Microsoft’s 2019 fiscal year was one of its busiest ever for acquisitions, led by its $7.5 billion GitHub deal.
The tech giant spent a total of $9.1 billion on 20 acquisitions in its 2019 fiscal year, which ended June 30, according to its newly released annual report. GeekWire research shows that 2019 ranks as Microsoft’s third-biggest year for acquisitions, both in the number of deals and in spending, since 2003. That’s when Microsoft started breaking out M&A information in annual filings.
Outsized acquisitions tend to drive Microsoft’s big spending years, and 2019 fit that trend. The GitHub deal made up 82 percent of Microsoft’s acquisition spending for the year. It represents the third largest deal in company history. Microsoft’s other 19 acquisitions totaled $1.6 billion, for an average price of $84.2 million.
The company acquired several game studios to beef up production for Xbox Game Studios. And several of Microsoft’s recent blue-chip acquisitions made purchases themselves, with LinkedIn scooping up employee engagement startup Glint for a reported $400 million and AI-powered marketing company Drawbridge and GitHub acquiring code review software maker Pull Panda and code security company Dependabot.
Microsoft has spent more than $9 billion on acquisitions and made at least 20 acquisitions only two other times since 2003. By far, the company’s biggest acquisition year was 2017, when the $26.2 billion LinkedIn deal closed. Microsoft didn’t disclose in its annual filing that year how much it paid for the other six companies it acquired, but the LinkedIn deal alone nearly tripled the company’s previous record spending year.
Microsoft’s second-priciest fiscal year was 2015 when it acquired Nokia for $7.2 billion.

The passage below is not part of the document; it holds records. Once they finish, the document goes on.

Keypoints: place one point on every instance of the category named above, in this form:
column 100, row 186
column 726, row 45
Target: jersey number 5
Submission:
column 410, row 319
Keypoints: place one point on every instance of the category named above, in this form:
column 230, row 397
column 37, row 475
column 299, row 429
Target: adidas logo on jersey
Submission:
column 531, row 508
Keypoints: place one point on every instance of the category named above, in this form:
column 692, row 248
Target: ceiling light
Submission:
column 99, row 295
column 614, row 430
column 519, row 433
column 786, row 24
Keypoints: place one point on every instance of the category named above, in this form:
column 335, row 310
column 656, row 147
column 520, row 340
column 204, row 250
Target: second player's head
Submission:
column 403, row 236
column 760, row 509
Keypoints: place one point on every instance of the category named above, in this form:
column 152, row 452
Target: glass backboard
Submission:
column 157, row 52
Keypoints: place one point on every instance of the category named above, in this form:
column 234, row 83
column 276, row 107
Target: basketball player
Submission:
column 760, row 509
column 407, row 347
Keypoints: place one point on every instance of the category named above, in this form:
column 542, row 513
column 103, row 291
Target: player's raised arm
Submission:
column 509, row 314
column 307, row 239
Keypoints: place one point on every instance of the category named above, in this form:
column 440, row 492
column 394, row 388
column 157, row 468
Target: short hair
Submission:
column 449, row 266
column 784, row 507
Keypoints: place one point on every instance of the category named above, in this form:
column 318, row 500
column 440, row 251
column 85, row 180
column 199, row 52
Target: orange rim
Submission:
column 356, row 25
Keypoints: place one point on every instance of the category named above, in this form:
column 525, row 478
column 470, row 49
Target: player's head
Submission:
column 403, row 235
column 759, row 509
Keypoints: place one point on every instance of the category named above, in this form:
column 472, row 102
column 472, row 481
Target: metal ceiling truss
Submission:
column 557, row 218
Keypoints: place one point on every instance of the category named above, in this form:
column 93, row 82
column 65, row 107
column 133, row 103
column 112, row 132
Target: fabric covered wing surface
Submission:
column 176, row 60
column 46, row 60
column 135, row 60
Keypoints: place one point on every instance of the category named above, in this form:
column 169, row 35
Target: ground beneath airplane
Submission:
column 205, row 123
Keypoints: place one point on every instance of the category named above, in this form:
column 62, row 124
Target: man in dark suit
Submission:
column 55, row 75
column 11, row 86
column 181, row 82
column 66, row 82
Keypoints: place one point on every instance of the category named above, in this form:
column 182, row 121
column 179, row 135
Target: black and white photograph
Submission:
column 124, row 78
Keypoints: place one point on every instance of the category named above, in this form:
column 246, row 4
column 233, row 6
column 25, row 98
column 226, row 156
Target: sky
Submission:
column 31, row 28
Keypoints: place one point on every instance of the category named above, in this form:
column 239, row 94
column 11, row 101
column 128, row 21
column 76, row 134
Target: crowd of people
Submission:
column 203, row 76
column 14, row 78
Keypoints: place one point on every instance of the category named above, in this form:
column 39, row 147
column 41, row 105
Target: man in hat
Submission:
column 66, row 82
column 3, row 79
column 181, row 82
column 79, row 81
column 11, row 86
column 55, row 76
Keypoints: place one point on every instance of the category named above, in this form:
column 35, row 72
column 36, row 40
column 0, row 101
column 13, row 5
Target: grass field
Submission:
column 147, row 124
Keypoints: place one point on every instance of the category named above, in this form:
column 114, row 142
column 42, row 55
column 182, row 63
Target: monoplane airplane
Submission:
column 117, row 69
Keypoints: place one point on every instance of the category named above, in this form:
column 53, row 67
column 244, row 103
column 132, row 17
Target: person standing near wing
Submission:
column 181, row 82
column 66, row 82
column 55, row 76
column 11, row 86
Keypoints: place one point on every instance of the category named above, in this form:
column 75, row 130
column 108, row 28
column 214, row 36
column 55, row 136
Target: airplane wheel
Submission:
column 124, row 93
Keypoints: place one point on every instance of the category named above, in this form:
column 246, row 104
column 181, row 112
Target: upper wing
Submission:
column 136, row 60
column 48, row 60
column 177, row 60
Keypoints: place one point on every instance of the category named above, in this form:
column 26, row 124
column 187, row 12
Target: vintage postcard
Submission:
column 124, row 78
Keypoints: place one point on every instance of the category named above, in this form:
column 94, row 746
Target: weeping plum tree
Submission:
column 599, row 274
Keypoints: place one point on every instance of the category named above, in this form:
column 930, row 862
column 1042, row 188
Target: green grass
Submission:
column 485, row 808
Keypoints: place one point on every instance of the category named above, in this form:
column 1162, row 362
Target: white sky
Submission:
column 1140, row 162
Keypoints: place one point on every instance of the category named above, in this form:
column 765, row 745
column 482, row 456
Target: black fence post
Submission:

Other big years include 2008 when it bought Seattle-based digital advertising company aQuantive for $6.3 billion and 2012, which included the $8.5 billion acquisition of Skype, the second biggest purchase in company history
Between fiscal years 2015 and 2019 — the five full years Satya Nadella has been at the helm as CEO — Microsoft has made an average of 14 acquisitions per year.
Microsoft has had a checkered history with major acquisitions. In 2012, the company took a $6.2 billion writedown, largely tied to aQuantive, which the company admitted at the time wasn’t working out as planned. In 2015, Microsoft cut 7,800 jobs and took a $7.6 billion charge related to its acquisition of Nokia’s smartphone business.
The jury’s still out on LinkedIn and GitHub. But Microsoft learned an important lesson from LinkedIn that it is applying to the acquisition of GitHub: use its vast resources to supercharge the companies it acquires, and then get out of the way.
“What we learned from the LinkedIn acquisition is that when we invest our resources to help somebody do an even better job of what they were doing already, they can grow faster,” Microsoft President Brad Smith said at a conference last year.